Inwestowałem w tym obszarze od 2008 roku bezpośrednio, ponieważ Rovese ze względu na warunki finansowań nie miało takiej możliwości. Niezależnie od tego był to czas kryzysu i ryzyko inwestycyjne było stosunkowo wysokie. Dziś po zmianie zarządu postanowiliśmy tę sytuacje uporządkować i skonsolidować te podmioty w ramach Rovese. Dalsze równoległe rozwijanie przeze mnie dwóch grup działających w tej samej branży nie ma sensu.
Co może zyskać Rovese, przejmując te aktywa?
Dla rozwoju Rovese kluczowe znaczenie mają rynki wschodnie. Rynek rosyjski jest bardzo perspektywiczny i jednocześnie charakteryzuje się dużymi barierami wejścia.

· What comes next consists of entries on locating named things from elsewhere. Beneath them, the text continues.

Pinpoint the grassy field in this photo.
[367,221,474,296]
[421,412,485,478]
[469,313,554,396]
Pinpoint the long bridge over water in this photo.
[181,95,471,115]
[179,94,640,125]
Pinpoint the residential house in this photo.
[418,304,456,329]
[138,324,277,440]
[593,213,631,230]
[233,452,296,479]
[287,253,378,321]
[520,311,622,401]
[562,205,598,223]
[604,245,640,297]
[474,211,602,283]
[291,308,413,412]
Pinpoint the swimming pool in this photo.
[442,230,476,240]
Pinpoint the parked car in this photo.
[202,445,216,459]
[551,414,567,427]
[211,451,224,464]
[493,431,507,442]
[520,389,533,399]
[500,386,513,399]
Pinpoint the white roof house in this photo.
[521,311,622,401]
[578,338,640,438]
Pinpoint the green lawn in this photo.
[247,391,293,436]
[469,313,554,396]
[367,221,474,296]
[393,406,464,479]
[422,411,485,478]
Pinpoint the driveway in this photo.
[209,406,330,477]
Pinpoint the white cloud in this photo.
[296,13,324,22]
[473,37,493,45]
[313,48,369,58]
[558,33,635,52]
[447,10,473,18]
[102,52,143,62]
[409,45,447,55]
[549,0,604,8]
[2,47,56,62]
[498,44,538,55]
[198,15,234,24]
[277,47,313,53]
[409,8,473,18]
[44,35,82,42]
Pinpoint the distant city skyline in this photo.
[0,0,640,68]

Droga logistyka, cła i utrudnienia importu, zarówno formalne, jak i nieformalne, powodują, że szanse w tej branży mają firmy obecne tam z produkcją. Rovese ma limitowane moce produkcyjne w Rosji, jest to tylko Lira (marka produkowanych wyrobów – red.) ze zdolnościami około 8 mln mkw. płytek. Rovese po tej transakcji będzie mogło dodatkowo produkować 2 mln sztuk ceramiki i około 9 mln mkw. płytek – to radykalnie zmienia pozycję. Niezależnie od tego, te firmy już dziś są powiązane umownie i stanowią prawie jeden organizm.

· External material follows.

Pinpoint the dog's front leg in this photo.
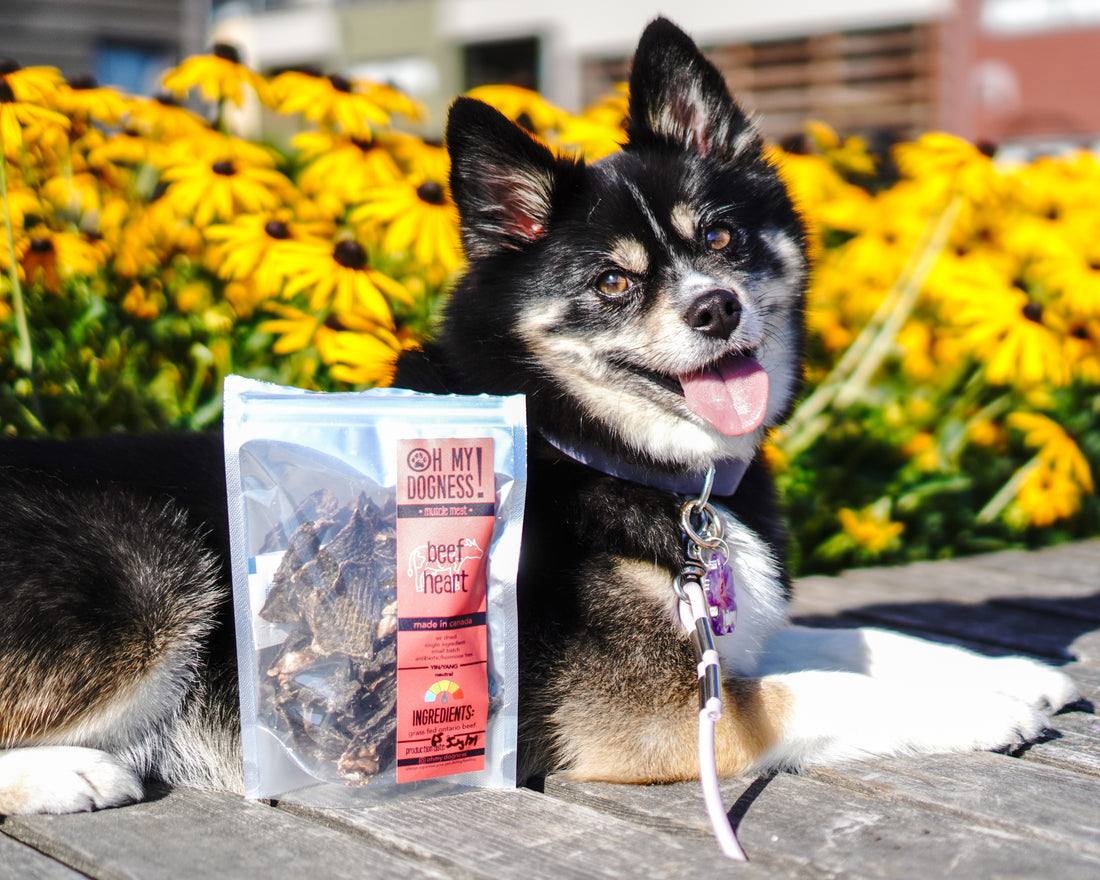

To tyle o Wschodzie. Jeśli chodzi o Zachód, to Rovese przejmuje dwie marki z wieloletnią tradycją – Meissen (Niemcy) i Pilkington (Wielka Brytania), dwie profesjonalne organizacje dystrybucyjne oraz nieduże moce produkcyjne płytek (3 mln mkw. w Niemczech), ale z ciekawą technologią Hydrotec – Green Tiles. I znowu te firmy się już przenikają – np. Rovese używa marki Meissen, a MK (niemiecka spółka Meissen Keramik – red.) jest wyłącznym dystrybutorem Rovese na rynku niemieckim, Beneluksu, Austrii i Szwajcarii. Te wszystkie umowy były ogłaszane w raportach i mają charakter rynkowy.